There’s a giveaways section on Goodreads where you can win free books. It’s awesome. There are hundreds of book available, but usually there are two copies and two thousand people requesting it. (Totally not kidding.) I’m really picky with what I enter and I don’t ask for any book I don’t genuinely want to read, even though it’s tempting to ask for every book available. All you have to do is click a couple of buttons to enter, but I think it would be great if you could enter a twitter length argument for why you deserved the book most. Ooh, or a haiku!*
I know that the quid pro quo is that the sponsor would like a positive review, even though they are very careful to let you know that no review is required. I’m not sure what the best method is when you receive an advance copy and you absolutely hate it. Some people review it negatively, while others chose not to review it at all.

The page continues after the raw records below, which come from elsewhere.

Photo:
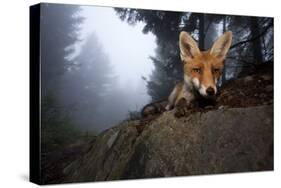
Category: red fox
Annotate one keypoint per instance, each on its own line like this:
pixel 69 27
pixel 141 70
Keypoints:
pixel 202 69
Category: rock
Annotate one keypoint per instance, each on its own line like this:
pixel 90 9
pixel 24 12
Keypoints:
pixel 248 79
pixel 269 88
pixel 217 141
pixel 266 77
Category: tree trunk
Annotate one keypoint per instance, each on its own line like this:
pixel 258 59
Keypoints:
pixel 223 78
pixel 256 45
pixel 202 31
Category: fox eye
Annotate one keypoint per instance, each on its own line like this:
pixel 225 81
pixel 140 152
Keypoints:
pixel 197 70
pixel 216 70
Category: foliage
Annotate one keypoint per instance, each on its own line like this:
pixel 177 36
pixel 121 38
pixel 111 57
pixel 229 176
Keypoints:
pixel 252 42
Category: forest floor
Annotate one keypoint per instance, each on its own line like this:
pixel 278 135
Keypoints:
pixel 253 88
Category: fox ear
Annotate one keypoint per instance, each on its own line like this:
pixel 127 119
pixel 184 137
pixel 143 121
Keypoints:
pixel 222 45
pixel 188 47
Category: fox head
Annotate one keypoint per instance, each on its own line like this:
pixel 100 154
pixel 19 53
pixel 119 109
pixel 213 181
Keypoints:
pixel 202 69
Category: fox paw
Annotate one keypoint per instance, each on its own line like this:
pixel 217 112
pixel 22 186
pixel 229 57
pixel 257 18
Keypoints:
pixel 182 108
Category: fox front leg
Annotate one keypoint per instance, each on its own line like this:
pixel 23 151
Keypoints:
pixel 183 107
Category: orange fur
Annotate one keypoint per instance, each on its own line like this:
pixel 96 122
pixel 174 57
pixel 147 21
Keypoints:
pixel 201 69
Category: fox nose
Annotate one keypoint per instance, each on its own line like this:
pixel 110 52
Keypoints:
pixel 210 91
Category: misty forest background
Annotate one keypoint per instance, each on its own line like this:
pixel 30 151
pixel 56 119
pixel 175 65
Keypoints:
pixel 80 92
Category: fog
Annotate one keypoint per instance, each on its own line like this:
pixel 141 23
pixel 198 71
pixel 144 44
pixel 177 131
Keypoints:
pixel 103 82
pixel 126 46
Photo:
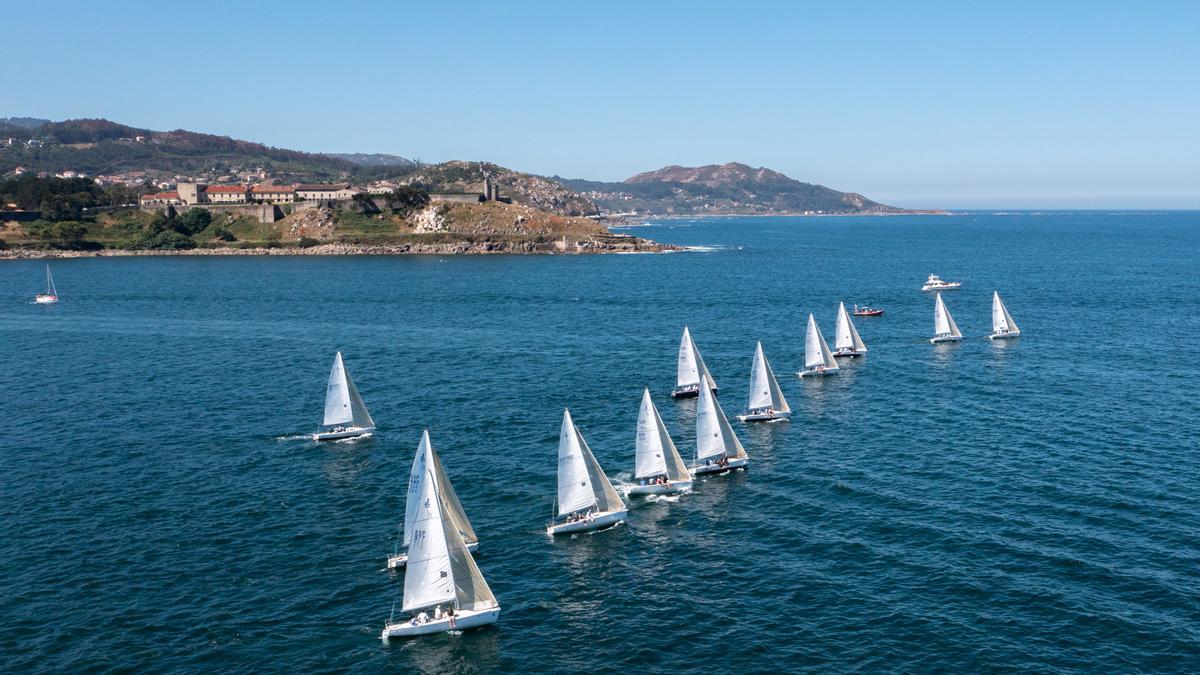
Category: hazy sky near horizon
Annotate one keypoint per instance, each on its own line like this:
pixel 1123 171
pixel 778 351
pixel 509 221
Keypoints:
pixel 1008 105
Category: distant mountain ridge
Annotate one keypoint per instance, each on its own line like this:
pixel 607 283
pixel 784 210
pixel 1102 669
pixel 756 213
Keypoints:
pixel 721 189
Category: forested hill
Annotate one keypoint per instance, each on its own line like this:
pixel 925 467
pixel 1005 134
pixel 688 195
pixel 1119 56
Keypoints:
pixel 721 189
pixel 102 147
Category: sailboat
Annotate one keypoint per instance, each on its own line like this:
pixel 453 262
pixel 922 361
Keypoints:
pixel 346 414
pixel 690 370
pixel 1002 324
pixel 945 329
pixel 817 358
pixel 52 293
pixel 766 401
pixel 717 447
pixel 658 466
pixel 425 454
pixel 442 578
pixel 846 341
pixel 586 497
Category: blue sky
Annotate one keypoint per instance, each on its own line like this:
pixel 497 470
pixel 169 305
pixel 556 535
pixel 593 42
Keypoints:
pixel 1008 105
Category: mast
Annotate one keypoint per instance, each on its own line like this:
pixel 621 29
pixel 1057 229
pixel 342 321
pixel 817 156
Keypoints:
pixel 337 395
pixel 575 490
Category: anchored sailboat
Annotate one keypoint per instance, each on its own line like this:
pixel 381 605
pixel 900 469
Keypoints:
pixel 586 497
pixel 346 414
pixel 442 577
pixel 766 401
pixel 1002 324
pixel 453 508
pixel 945 329
pixel 690 370
pixel 658 466
pixel 817 358
pixel 717 447
pixel 52 293
pixel 846 341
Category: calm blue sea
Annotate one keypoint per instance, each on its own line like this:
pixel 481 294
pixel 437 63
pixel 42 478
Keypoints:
pixel 982 506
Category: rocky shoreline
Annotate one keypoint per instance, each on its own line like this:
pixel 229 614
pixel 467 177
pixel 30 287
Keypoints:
pixel 414 249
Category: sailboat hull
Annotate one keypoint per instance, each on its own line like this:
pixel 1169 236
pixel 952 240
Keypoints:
pixel 401 560
pixel 601 520
pixel 352 432
pixel 669 489
pixel 465 620
pixel 733 464
pixel 765 417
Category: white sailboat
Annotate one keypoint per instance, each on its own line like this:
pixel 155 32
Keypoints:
pixel 817 358
pixel 717 447
pixel 846 341
pixel 766 401
pixel 945 329
pixel 586 497
pixel 52 293
pixel 690 370
pixel 346 414
pixel 443 586
pixel 425 457
pixel 658 467
pixel 1002 324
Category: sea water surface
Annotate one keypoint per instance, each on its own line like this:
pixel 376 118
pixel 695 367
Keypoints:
pixel 1030 505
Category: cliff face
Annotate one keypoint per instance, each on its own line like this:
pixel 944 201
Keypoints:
pixel 525 189
pixel 723 189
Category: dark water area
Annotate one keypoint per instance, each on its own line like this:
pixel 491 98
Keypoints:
pixel 982 506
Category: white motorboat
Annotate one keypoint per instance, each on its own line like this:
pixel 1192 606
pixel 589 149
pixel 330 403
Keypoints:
pixel 690 369
pixel 442 578
pixel 819 359
pixel 346 414
pixel 658 467
pixel 718 448
pixel 52 293
pixel 846 341
pixel 425 458
pixel 936 284
pixel 766 401
pixel 945 329
pixel 1002 324
pixel 586 497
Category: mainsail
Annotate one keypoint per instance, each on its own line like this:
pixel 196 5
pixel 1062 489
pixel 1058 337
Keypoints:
pixel 691 366
pixel 1000 317
pixel 816 351
pixel 575 491
pixel 714 436
pixel 943 323
pixel 847 335
pixel 342 400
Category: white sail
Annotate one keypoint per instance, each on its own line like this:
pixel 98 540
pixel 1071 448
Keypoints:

The nice thing is that I don’t have to worry about that issue, because the book I won was Mr. Churchill's Secretary: A Novel and I really liked it. It’s set during the beginning years of WWI, before America enters the war, and Maggie Hope enters the secretarial pool for Winston Churchill, Prime Minister of Great Britain. Maggie has a brilliant mind for mathematics and is frustrated at being part of the clerical staff when she could support the war efforts better through code-breaking, but there are lots of secrets being kept from her. It’s a fast-paced mystery/spy novel, but it’s an equally compelling historical account.

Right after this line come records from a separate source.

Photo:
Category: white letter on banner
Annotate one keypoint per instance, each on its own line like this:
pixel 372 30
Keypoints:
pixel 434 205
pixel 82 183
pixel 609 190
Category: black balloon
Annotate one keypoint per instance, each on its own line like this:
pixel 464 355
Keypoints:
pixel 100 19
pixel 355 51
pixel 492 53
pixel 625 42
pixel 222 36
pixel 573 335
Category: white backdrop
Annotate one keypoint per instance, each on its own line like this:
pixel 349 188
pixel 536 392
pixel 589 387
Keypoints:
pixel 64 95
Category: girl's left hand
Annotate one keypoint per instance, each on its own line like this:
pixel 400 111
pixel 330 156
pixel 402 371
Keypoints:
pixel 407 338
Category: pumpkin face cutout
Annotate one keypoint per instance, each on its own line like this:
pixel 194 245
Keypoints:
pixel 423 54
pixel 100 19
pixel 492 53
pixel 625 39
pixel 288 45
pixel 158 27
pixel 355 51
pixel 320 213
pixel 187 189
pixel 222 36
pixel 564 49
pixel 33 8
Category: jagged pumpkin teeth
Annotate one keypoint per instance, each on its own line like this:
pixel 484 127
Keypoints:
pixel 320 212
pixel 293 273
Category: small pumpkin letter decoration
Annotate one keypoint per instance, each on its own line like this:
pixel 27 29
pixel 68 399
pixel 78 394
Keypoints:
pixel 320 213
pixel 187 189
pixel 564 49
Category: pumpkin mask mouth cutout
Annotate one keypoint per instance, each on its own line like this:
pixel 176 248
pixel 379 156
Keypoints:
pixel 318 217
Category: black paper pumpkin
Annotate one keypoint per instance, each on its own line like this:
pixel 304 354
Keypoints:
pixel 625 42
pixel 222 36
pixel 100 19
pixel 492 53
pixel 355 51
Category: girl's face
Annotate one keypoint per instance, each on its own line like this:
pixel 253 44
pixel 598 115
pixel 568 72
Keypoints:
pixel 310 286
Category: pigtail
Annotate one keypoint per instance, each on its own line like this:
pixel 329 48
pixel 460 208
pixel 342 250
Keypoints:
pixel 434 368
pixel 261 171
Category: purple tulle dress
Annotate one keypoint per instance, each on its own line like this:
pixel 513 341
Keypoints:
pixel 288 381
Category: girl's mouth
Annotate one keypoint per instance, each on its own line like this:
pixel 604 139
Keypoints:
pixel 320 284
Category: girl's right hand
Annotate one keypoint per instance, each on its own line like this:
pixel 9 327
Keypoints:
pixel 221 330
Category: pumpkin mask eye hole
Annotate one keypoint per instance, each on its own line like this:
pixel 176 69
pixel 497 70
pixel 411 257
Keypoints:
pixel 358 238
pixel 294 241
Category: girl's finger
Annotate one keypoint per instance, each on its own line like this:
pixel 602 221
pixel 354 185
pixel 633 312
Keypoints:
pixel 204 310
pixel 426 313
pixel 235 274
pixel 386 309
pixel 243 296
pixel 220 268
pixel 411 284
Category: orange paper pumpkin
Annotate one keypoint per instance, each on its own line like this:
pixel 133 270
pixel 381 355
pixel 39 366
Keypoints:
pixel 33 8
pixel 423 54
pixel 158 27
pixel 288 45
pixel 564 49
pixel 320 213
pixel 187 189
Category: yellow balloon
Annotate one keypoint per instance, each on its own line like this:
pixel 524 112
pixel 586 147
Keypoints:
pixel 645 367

It’s a beautifully researched novel, with details of WWI in London and snatches of Churchill’s most stirring speeches. The author’s respect and fondness for Churchill shine brightly and his brief forays into the story are special. The story focuses on Maggie, but her group of friends and flat mates are interesting enough that I’d love to see the same time period and events seen through each of their viewpoints. If MacNeil wrote those books as engagingly as Mr. Churchill’s Secretary, I would read each and recommend it as highly as I do this one.
*My Haiku
Tired man puffs cigar
War has come in the winter
Give me a free book
Saturday, January 14, 2012
Ghostbusters
I’m old enough that I should be ashamed to admit that my favorite book of the week is The Ghost and the Goth, but I obviously have no shame. Teen Queen Alona Dare gets hit by a bus and dies, wearing, to her great mortification, her P.E. uniform. Waking up day after day in the spot where she died, Alona is confused and mad. Self-centered at the best of times, this is not the best time for her, and Alona wants to know why she’s stuck in this place wearing these clothes. And why is her best friend kissing Alona’s boyfriend.
Will Killian (he’s not really a goth – his sweatshirt is navy) makes the mistake of reacting to Alona one day, letting her (and the dozens of other spirits populating the school) know that he can see ghosts. Alona c0-opts Will, using him to help her get out of limbo, but Will has his own problems. His “talent” to see ghosts has led everyone to assume he’s mentally ill and he’s one step away from a mental hospital. His principal is a jerk, his mom is secretly dating his shrink, and the ghosts are getting more demanding.
I love that Alona softens only in degrees, and very small degrees at that. Positive energy is a key to staying viable for ghosts, so making pictures of you fall off the wall to interrupt your cheating boyfriend and former best friend makes you fade fast. You know, if you were inclined to do stuff like that. Watching Alona dig deep to find a sincere compliment she can use to add to the positive energy is great – She finally manages to tell Will his teeth are nice.
I love that she’s tough and he’s fragile - It’s a nice twist on the teen book norm. Go read it. It won’t change your life, but it’s a fun afternoon.